Registriert seit 07.06.2013

2021-12-27 15:05:06 Uhr
Funfact: "Prince" klint in der ersten Hälfte wie "Digital bath".

Bist du sicher, dass es nicht eher nach seinem weiblichen Pendant auf "White pony" klingt? :)

James Bondage

Postings: 58

Registriert seit 09.10.2021

2021-12-27 14:37:08 Uhr
Lediglich der Rausschmeißer fällt ein wenig ab. Merke: Man sollte das schlechtes Lied nie an den Schluss setzen, weil sonst jeder merkt, dass der Band gegen Ende hin die Ideen ausgegangen sind. "The place is death" ist kein schlimmer Song, aber für Deftones-Verhältnisse weit unten.

James Bondage

Postings: 58

Registriert seit 09.10.2021

2021-12-27 14:07:26 Uhr
Lustig: "Sextape" ist mein persönlicher Favorit auf der Platte.

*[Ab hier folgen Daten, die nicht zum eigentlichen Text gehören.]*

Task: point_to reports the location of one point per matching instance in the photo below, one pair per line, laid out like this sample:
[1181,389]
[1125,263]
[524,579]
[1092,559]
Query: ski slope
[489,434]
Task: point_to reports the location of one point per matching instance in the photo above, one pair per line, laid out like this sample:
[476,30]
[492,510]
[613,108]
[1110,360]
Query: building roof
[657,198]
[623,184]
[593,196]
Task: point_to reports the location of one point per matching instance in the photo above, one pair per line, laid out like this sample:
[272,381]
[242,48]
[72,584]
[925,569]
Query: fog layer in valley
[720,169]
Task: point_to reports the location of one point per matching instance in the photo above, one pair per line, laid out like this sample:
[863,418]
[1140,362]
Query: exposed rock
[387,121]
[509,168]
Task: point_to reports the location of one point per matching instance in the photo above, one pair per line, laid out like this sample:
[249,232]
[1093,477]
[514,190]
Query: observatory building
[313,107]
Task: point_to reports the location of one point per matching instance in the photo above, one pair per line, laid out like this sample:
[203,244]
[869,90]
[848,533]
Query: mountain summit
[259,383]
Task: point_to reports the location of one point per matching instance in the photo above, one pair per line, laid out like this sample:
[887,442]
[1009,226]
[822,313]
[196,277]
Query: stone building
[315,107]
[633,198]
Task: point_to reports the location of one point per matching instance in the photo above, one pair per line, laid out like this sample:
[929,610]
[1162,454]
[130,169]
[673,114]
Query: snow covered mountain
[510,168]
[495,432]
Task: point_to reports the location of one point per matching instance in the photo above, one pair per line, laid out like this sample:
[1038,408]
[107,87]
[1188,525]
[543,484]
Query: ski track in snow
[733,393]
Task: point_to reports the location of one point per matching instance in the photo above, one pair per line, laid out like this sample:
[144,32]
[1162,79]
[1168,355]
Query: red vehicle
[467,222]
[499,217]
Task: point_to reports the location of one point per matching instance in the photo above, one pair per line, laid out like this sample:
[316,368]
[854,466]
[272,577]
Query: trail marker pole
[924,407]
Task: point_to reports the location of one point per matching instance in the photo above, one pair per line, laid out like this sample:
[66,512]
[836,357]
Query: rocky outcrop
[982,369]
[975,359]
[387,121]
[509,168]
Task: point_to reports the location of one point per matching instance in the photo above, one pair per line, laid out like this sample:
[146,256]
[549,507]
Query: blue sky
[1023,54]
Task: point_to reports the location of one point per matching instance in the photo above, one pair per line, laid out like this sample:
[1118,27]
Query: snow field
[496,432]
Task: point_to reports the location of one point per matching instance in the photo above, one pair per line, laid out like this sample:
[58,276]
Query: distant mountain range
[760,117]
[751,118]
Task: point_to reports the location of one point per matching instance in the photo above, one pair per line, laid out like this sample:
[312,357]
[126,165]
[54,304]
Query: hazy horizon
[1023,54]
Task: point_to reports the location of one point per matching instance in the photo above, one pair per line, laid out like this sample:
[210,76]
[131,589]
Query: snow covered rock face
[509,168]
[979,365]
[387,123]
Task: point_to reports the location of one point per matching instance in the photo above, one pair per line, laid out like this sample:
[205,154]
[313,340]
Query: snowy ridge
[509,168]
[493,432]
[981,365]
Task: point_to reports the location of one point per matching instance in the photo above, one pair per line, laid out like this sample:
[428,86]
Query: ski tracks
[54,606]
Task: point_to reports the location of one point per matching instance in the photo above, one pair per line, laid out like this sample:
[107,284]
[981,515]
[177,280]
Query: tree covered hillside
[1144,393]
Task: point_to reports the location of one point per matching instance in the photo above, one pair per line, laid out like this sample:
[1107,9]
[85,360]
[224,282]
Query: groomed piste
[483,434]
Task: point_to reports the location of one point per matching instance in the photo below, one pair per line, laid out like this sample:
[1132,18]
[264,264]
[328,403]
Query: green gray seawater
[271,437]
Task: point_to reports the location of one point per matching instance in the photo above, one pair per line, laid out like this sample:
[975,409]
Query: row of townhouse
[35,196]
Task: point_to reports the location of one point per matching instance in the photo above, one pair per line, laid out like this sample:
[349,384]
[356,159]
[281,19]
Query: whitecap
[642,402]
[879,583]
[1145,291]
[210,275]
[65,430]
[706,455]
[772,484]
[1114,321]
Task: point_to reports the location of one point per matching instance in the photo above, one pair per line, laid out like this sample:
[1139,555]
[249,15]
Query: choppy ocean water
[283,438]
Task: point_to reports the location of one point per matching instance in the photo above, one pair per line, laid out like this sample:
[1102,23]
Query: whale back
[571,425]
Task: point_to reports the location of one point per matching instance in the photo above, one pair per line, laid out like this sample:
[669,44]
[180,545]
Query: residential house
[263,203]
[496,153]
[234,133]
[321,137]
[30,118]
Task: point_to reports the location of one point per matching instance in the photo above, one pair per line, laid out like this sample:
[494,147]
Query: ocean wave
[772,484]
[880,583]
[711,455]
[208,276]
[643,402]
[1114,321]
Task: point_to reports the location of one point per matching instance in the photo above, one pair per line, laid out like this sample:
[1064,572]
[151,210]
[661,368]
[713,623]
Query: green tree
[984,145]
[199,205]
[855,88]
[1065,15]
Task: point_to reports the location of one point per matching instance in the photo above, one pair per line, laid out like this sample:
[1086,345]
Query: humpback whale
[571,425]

Hab die Diamantenaugen gestern nochmal intensiv gehört und es ist schon ne richtig gute platte, die aber keine große Bögen spannt und die Songs eher für sich stehen. Würde man die Reihenfolge der Lieder ändern, würde das dem Hörgenuss keinen Abbruch tun. Das ist bei einer Deftones-Platte ungewöhnlich.

Vielleicht geht das Album deshalb in der Discographie der Band etwas unter. Weil es verhältnismäßig wenig zu entdecken gibt und ihr ein wenig die Aura des Mysteriösen fehlt.

Trotzdem ne starke Platte. ich gebe ne (schwache) 8/10.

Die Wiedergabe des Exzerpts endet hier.